À l’occasion de la Journée internationale de lutte contre les discours de haine, célébrée chaque 18 juin, les Nations Unies appellent à une mobilisation mondiale contre un phénomène qui gangrène les sociétés, alimente les divisions et menace la paix.
Des réseaux sociaux aux lieux de travail, en passant par les espaces publics et les débats politiques, les discours de haine gagnent du terrain à travers le monde. Si leurs formes évoluent avec les technologies et les modes de communication, leurs conséquences demeurent les mêmes : exclusion, discrimination, violence et atteintes aux droits humains.
Le pouvoir des partenariats contre les discours de haine
La lutte contre les discours de haine reste une priorité essentielle pour les Nations Unies, mise en œuvre à travers sa Stratégie et son Plan d’action, renforcés par la résolution A/RES/79/316 (juin 2025). Celle-ci encourage les États Membres à développer des initiatives concrètes dans tous les secteurs pour promouvoir le dialogue interreligieux et interculturel, la tolérance et la coopération. La Stratégie souligne l’importance des partenariats et d’une approche impliquant toute la société, ainsi que la nécessité de sensibiliser le public aux droits humains, à la non-discrimination, au respect de la diversité et à la compréhension des autres cultures et religions.
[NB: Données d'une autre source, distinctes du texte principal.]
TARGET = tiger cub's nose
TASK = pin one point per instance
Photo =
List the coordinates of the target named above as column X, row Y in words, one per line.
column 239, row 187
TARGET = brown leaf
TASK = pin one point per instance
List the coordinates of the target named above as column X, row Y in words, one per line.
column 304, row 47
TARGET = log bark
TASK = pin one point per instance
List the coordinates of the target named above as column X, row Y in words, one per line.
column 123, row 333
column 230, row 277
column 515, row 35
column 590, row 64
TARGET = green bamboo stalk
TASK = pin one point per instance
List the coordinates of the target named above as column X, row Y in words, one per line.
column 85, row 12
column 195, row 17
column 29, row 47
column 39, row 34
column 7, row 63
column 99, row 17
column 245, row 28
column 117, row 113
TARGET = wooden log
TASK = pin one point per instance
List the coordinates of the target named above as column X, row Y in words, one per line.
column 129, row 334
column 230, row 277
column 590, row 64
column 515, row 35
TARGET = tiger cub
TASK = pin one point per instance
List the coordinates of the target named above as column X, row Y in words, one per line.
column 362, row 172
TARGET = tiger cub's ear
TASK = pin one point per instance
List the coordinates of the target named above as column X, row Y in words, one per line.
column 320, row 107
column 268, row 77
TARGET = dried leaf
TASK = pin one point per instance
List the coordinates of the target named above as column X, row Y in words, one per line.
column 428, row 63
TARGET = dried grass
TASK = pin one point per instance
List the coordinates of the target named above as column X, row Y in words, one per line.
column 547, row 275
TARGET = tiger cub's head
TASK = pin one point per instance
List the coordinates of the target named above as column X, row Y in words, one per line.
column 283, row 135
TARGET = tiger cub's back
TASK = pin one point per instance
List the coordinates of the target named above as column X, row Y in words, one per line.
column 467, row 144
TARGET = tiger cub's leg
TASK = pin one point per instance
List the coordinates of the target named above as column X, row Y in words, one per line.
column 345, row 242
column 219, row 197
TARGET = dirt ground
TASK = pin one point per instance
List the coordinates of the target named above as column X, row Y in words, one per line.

Cette Journée internationale de lutte contre les discours de haine vise à sensibiliser les citoyens, les gouvernements, les médias et les plateformes numériques aux dangers de cette forme de violence verbale qui cible des individus ou des groupes en raison de leur origine, leur religion, leur nationalité, leur genre ou toute autre caractéristique identitaire.
Selon l’ONU, la propagation rapide des contenus haineux sur Internet constitue aujourd’hui l’un des principaux défis de notre époque. Les réseaux sociaux et les outils numériques permettent en effet une diffusion instantanée de messages pouvant renforcer les préjugés, attiser les tensions communautaires et fragiliser le vivre-ensemble.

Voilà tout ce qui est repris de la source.